(209e) Role of Secondary Structure in Polymer Translocation through a Protein Nanopore: a Langevin Dynamics Study
AIChE Annual Meeting
2006
2006 Annual Meeting
Engineering Sciences and Fundamentals
Thermophysical Properties of Biological Systems I
Tuesday, November 14, 2006 - 9:44am to 10:02am
The bacterial toxin alpha-hemolysin (AHL) forms a mushroom shaped nanopore (approximately 2 nm internal diameter at its stem) across a phospholipid membrane, and has been used as a model system for investigating translocation of charged polymers, such as single-stranded DNA and RNA, through nanometer sized pores. In translocation experiments a polymer is driven through the AHL pore by applying a potential difference across the phospholipid membrane. As the polymer passes through the nanopore, it blocks the flow of ions inside the nanopore, which is registered as a drop in the ionic current across the pore.
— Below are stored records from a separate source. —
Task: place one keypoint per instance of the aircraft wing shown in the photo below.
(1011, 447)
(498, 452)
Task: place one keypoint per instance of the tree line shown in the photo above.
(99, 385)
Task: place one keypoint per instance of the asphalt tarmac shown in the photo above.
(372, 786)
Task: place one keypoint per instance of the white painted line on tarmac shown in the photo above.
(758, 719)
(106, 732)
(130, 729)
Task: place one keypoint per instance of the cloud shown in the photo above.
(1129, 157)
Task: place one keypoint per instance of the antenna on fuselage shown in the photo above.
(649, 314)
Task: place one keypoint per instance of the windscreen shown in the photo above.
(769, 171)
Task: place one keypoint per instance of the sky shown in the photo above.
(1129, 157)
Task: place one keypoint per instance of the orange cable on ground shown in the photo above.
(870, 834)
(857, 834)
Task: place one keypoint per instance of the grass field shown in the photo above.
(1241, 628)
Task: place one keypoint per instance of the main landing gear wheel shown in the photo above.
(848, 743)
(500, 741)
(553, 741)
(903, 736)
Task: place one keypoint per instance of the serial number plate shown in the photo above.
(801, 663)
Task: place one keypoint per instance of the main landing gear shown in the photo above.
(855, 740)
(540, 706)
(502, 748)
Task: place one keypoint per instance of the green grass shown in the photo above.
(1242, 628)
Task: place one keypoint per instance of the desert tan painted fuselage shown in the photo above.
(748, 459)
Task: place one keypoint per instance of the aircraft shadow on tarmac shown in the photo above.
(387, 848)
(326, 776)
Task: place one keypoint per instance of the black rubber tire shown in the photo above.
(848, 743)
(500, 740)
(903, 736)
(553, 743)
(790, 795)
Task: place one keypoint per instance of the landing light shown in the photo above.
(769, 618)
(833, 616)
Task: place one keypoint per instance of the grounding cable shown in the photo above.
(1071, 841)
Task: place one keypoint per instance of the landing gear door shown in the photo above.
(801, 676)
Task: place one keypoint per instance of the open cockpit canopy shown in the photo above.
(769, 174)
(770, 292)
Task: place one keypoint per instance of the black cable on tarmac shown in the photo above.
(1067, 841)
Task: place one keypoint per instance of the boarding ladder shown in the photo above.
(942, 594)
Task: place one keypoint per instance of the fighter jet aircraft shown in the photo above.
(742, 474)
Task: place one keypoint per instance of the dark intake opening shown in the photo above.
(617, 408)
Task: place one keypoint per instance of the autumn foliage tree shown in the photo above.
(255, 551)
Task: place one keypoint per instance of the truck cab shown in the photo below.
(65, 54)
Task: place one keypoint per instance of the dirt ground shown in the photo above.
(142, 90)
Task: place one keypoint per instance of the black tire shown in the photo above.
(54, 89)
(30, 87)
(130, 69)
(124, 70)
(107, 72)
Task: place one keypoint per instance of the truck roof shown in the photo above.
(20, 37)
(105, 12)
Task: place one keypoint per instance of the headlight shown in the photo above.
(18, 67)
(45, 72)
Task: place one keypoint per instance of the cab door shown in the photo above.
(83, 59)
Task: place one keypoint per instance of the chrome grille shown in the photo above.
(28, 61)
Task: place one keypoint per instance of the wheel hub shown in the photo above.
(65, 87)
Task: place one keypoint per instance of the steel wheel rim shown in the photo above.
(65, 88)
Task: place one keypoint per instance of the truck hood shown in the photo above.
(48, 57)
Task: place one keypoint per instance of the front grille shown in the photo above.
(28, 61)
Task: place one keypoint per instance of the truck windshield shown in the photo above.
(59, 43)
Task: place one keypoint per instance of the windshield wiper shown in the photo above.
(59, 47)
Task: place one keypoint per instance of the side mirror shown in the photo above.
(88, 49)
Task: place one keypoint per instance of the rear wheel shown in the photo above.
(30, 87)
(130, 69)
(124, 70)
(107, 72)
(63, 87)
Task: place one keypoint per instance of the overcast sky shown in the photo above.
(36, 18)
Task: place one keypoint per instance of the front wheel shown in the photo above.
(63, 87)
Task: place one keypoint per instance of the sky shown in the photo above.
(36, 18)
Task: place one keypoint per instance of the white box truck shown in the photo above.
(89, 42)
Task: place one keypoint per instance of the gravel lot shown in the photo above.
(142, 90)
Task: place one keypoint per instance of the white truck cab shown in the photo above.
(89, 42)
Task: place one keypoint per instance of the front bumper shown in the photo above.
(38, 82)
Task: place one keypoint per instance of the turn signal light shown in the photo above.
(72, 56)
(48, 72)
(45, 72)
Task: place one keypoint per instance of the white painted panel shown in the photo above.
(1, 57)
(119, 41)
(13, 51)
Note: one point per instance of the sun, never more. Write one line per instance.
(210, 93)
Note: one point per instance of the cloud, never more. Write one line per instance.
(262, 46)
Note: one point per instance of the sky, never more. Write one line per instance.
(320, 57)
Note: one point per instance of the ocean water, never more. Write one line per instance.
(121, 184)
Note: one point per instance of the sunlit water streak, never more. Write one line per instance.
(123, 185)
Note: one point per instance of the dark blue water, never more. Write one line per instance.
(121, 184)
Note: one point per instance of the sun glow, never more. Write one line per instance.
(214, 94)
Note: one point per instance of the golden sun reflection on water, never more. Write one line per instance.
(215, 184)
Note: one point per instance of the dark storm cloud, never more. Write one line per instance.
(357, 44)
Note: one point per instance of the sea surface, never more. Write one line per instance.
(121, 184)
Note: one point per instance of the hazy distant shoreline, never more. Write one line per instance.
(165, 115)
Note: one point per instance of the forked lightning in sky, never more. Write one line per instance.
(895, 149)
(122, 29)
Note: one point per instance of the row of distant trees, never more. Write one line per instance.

The extent of blocked current and its duration are unique signatures of the size and the chemical identity of the chain. These parameters can also provide information regarding chain conformation outside the pore and its complexation with other species which may be present in the system. We use a combination of molecular simulation and numerical techniques, namely Langevin dynamics to study polymer translocation and numerical solution of Poisson-Nernst-Planck equations for calculating ionic current, to understand the process of polymer translocation through a nanopore. We use a coarse-grained united atom description for the polymer, which allows us to explore large length scales and capture experimentally relevant time scales. The structure of the AHL pore used in the simulation is coarse-grained from its atomistic three-dimensional structure. We apply this set of simulation tools to investigate the role of secondary structure in polymer translocation through nanopores. Specifically, we study how secondary structures, such as helices and hairpin loops, influence distributions of translocation times and blocked currents. The ability to discriminate between secondary structures is important in achieving single base recognition in genomics. Understanding the role of secondary structures is also relevant to several fundamental processes in biology, such as m-RNA transport across the nuclear pore complex and viral DNA injection into the cell.